La vera e corretta speranza in Dio è quella di colui che non si dà preoccupazione alcuna delle cose che periscono, ma si volge completamente a Dio notte e giorno; che è libero da ogni cura mondana per applicarsi assiduamente alle virtù; che dedica tutto il suo tempo alle cose di Dio e per questo trascura il cibo, i vestiti, la preparazione di una dimora per il corpo e così via. Quest'uomo si prepara ciò che sarà davvero necessario, e questa è la vera e saggia speranza.
A ragion veduta uno così spera in Dio, perché si mostra suo servo e compie con ogni cura la sua opera, senza una qualche negligenza dovuta ad una causa esterna. È giusto che Dio dimostri nei suoi confronti una sollecitudine tutta particolare, perché ha osservato il precetto che dice: Cercate prima di tutto il regno di Dio e la sua giustizia, e tutte queste cose vi saranno date in aggiunta (Mt 6,33), e ancora: Non datevi preoccupazione della carne (Rm 13,14). Se ci mettiamo in questa disposizione, il mondo ci preparerà tutto quanto come un servitore, si assoggetterà certamente alle nostre parole come a quelle del padrone e non opporrà resistenza alla nostra volontà.
Per non interrompere il suo continuo stare alla presenza di Dio, il nostro non si concede alla cura delle necessità del corpo: di null'altro si preoccupa, per timor di Dio, se non di essere libero da questo tipo di preoccupazione, piccola o grande, tendente al piacere e alla distrazione. Eppure otterrà mirabilmente tutte queste cose, senza essersene dato pensiero o fatica.
Invece l'uomo che ha il cuore completamente immerso nelle realtà terrene, che sempre morde la polvere assieme al serpente (cfr. Gen 3,14) e d'altra parte mai si dà pensiero di ciò che è gradito a Dio, ma si sfinisce dietro i piaceri materiali, è dissoluto, refrattario ad ogni virtù per l'assidua dimestichezza con la lussuria, propenso a trovare scuse, costui è già perso alla causa del bene per via di questa indolente rilassatezza.
Quando poi si trovasse in qualche ristrettezza o fosse messo alle corde dai frutti della sua iniquità, con che coraggio potrebbe dire: "Porrò la mia speranza in Dio, che mi libererà da ogni affanno e mi presterà soccorso?" Stolto, fino ad un attimo prima non ti sei ricordato di Dio, ma anzi lo hai oltraggiato con la dissolutezza del tuo comportamento e, come sta scritto, per causa tua il suo nome è bestemmiato tra i pagani (cfr.

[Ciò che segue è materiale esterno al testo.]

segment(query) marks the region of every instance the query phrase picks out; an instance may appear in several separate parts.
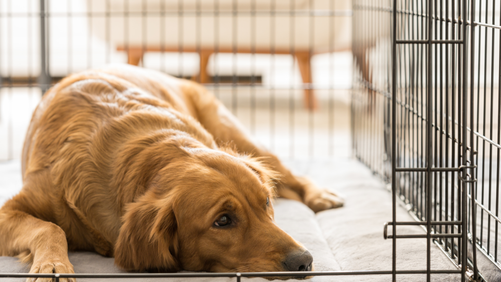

Rm 2,24), e ora ti riempi la bocca con un: "Porrò in lui la mia speranza ed egli mi aiuterà e si prenderà cura di me?" Questi tali Dio li ha svergognati dicendo per mezzo del profeta: Mi ricercano ogni giorno e bramano di conoscere le mie vie, come gente che pratichi la giustizia e non abbia abbandonato il diritto del loro Dio; mi chiedono giudizio e giustizia(Is 58,2). A questa categoria appartiene lo stolto, la cui mente non è mai rivolta a Dio, ma che quando è circondato da tribolazioni leva le mani a lui con fiducia. Uno così ha bisogno di scottarsi più e più volte, in modo che un po' alla volta impari la lezione e si corregga. Il suo comportamento infatti non giustifica la fiducia in Dio e per le sue azioni scostanti e la sua negligenza verso i propri doveri merita di ricevere correzione. Ma Dio nella sua magnanimità ha pietà di lui e lo sostiene. Egli perciò non deve abbattersi, ma piuttosto si dimentichi della sua condotta di vita e dica di sperare in Dio.
Da una parte, dunque, non deve stendersi nell'ozio e dire: "Ho fede che Dio provvederà a ciò di cui ho bisogno", come fosse uno che passa la vita nelle opere di Dio; d'altra parte non deve fare la pazzia di gettarsi in fondo al pozzo, mostrando di non tenere in alcuna considerazione Dio. Invece, dopo la caduta, dirà: "Metterò la mia speranza in Dio, e lui mi libererà"».